Por otra parte, es frecuente que los adultos disfracemos la realidad o la aderecemos, según el caso. Si recibimos una llamada inoportuna diremos “di que no estoy en casa”; si nos saltamos un semáforo en rojo y viene el guardia a ponernos una multa diremos “¿semáforo? ¿en rojo?... ¡no lo he visto!”. No debe de extrañarnos, pues, que los niños recurran a la mentira si los mayores también recurrimos a ella.

Estrategias prácticas para manejar la mentira de los niños:
  • No decir nunca “eres un mentiroso”: Esto, que se llama profecía del autocumplimiento, es una regla de oro en educación. Desde el momento en que etiquetamos a un niño, éste se creerá la etiqueta que le hemos colocado y acabará cumpliendo con ella. Si el día que suelta una mentirijilla empezamos a decir que es un mentiroso, lo acabará siendo.
  • No quedarnos en la mentira sino analizar por qué necesita mentir (si le preguntamos directamente es posible que no sepa responder): por miedo a decepcionarnos y perder nuestro afecto, por miedo a la regañina y el castigo, por necesidad de obtener admiración, por deseo de preservar su intimidad (adolescentes) etc.
  • No colocarle en una situación en la que se vea cuasiobligado a mentir: A veces suceden cosas como ésta: llegamos a casa y nos encontramos un garabato en la pared; llamamos al niño y preguntamos “Pablito, ¿quién ha hecho esto?”. A partir de entonces, Pablito se encuentra en un callejón sin salida. Si dice “he sido yo”, le regañaremos por haber hecho grafitti; si dice “yo no he sido” le regañaremos por el grafitti y por haber mentido. Si resulta evidente que la trastada la ha hecho Pablito... ¿para qué preguntarle? Es preferible decir con disgusto y firmeza pero sin enojo “en la pared no se pinta; eso no me gusta; ahora, necesito que me ayudes a limpiarlo”, que colocarle entre la espada y la pared.
  • Cuando diga la verdad (de un sentimiento, una trastada etc.), nunca regañar aunque haya hecho algo “gordo”. Agradecer el que haya dicho la verdad y buscar soluciones juntos. Si estamos demasiado molestos o enfadados tras la “confesión”, relajarnos cambiando de actividad (ducharnos, leer, hacer la cena, sacar al perro) y retomar el tema en otro momento.
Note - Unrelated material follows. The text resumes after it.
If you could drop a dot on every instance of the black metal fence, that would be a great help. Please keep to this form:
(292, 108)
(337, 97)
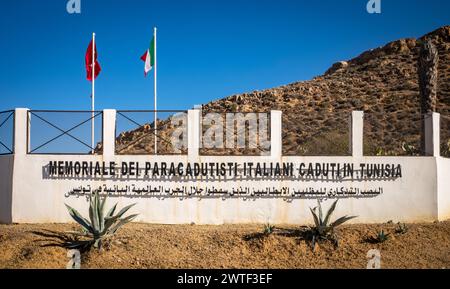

  • Distinguir entre “broma” y “mentira”, no usarlos como sinónimos. A veces, cuando un niño pequeño nos gasta una broma o nos cuenta una fantasía, exclamamos “¡uy qué mentiraaaa!”. Reservemos la palabra “mentira” para aquellas situaciones en las que exista una cierta malicia e intención de engaño y para las otras empleemos el término “broma”.
  • Ser nosotros modelo de sinceridad y si se nos escapa una “mentira piadosa”, explicarla. Para los niños resulta igual de “grave” esa mentira piadosa de “no estoy en casa” ante una llamada inoportuna que otro tipo de falseamientos serios de la realidad. No tienen capacidad para contextualizar y discernir las consecuencias de una u otra por eso es preferible que no nos escuchen mentir y, en el caso de que la mentira piadosa resulte inevitable, siempre se le puede explicar por qué la hemos dicho.